There’s a New Yorker cartoon in which Charles Dickens is sitting before a would-be publisher who is saying: “Come on Mr Dickens, it was either the best of times or the worst of times, it can’t be both!”
If you know Dickens’ classic novel, A Tale of Two Cities, it begins by highlighting the paradox. Everyone was saying the times were awful. Everyone was saying things are the best they’ve ever been. They can’t both be right, can they?
I reckon old Charlie nailed it. All times are like that. We look through one prism; we see doom and gloom. We look through another prism: Sweetness and light.
So on one hand Canadian writer Steven Pinker writes a book last year called Enlightenment Now: The Case For Reason, Science, Humanism and Progress in which he says we’ve never had it so good in the West.
On the other hand Jonathan Haidt and Greg Lukianoff publish The Coddling of the American Mind: How Good Intentions and Bad Ideas Are Setting Up a Generation for Failure, which sees perilous times ahead for a fractious culture.
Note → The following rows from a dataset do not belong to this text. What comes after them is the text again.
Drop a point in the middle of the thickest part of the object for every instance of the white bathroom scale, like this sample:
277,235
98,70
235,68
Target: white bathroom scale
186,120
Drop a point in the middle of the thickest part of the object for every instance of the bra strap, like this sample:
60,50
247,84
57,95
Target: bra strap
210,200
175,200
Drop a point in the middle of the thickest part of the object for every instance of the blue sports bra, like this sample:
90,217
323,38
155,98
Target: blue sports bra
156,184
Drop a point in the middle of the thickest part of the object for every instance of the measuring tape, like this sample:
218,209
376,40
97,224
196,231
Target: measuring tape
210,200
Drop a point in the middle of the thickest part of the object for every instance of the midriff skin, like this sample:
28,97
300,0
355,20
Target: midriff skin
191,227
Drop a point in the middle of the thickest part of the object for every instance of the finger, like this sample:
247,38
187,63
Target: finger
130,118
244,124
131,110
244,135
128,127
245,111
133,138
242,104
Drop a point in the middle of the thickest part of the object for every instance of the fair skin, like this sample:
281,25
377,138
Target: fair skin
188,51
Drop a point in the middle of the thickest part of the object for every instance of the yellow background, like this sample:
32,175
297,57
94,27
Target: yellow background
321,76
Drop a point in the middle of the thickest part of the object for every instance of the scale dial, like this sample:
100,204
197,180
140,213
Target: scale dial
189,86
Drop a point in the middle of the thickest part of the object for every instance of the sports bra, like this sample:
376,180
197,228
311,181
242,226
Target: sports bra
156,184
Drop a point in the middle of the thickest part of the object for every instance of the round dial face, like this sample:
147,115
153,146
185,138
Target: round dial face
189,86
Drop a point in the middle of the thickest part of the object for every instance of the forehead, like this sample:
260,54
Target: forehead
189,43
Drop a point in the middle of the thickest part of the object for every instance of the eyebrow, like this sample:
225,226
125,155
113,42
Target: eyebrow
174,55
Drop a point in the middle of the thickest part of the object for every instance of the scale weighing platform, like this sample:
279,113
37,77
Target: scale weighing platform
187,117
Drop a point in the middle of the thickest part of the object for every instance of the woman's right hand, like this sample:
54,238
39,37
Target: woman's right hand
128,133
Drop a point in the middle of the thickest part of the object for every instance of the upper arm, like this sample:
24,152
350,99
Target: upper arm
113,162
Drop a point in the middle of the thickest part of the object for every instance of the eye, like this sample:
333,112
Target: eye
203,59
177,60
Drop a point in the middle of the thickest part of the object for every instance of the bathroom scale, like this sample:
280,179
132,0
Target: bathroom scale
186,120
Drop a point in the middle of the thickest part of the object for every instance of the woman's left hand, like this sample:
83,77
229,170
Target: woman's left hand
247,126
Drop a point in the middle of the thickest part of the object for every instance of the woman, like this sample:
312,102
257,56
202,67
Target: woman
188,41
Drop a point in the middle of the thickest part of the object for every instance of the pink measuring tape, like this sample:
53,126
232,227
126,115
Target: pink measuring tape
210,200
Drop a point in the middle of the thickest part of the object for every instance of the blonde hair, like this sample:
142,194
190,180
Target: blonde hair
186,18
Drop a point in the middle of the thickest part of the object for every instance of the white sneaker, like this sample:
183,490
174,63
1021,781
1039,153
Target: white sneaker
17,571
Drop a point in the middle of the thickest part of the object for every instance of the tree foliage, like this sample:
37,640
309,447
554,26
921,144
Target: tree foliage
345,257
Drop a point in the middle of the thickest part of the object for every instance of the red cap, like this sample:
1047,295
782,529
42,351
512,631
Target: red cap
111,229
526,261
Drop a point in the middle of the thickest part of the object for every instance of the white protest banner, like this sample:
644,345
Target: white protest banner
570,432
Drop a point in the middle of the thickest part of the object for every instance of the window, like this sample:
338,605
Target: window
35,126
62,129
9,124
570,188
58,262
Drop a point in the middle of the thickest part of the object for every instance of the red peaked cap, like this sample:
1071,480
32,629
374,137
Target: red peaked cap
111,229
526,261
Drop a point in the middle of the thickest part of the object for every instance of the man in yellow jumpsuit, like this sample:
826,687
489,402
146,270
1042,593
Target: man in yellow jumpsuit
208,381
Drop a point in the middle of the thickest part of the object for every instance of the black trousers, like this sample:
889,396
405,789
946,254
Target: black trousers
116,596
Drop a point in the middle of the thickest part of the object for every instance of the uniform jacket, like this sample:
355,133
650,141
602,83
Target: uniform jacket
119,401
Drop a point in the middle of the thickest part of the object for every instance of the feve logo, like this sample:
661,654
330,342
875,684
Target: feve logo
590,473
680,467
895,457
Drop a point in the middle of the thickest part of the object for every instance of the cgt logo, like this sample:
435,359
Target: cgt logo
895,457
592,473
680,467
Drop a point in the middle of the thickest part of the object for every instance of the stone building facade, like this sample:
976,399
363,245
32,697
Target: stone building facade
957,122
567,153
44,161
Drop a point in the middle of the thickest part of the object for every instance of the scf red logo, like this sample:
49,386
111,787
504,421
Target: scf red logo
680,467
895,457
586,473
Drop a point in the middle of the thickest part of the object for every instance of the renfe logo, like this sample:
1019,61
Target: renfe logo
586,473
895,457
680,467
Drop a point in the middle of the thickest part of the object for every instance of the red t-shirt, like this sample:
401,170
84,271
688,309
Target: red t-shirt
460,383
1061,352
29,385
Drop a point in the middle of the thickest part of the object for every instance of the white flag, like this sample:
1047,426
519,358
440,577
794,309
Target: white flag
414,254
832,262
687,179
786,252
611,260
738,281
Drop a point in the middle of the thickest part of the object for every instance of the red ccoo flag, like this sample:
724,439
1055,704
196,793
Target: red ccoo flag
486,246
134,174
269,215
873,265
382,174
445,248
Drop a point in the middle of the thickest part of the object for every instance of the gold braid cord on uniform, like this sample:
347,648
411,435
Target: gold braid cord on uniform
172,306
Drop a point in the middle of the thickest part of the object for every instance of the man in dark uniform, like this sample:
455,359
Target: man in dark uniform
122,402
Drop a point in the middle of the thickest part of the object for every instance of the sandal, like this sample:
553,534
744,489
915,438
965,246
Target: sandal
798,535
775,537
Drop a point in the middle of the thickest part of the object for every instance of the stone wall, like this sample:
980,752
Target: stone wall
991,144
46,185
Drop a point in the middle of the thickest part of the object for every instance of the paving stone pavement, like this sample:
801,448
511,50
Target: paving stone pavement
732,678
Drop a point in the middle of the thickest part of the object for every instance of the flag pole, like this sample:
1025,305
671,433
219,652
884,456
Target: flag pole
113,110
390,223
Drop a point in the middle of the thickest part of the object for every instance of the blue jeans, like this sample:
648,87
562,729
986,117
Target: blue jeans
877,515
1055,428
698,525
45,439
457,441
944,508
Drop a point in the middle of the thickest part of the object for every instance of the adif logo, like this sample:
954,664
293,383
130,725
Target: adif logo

Both books, published in 2018, became New York Times bestsellers. Each tells an equal and opposite story about our times.
Who’s right? Pinker? Haidt and Lukianoff? They both make good arguments, but my money’s on Dickens and his observation that the times are always good and always bad.
That lines up with experience. Our newsfeed has a link to a breakthrough in medical research that will eliminate a painful, debilitating condition for millions. Our Facebook feed shows men dressed in bright orange jumpsuits on a remote beach about to get their throats cut. Best and worst right there.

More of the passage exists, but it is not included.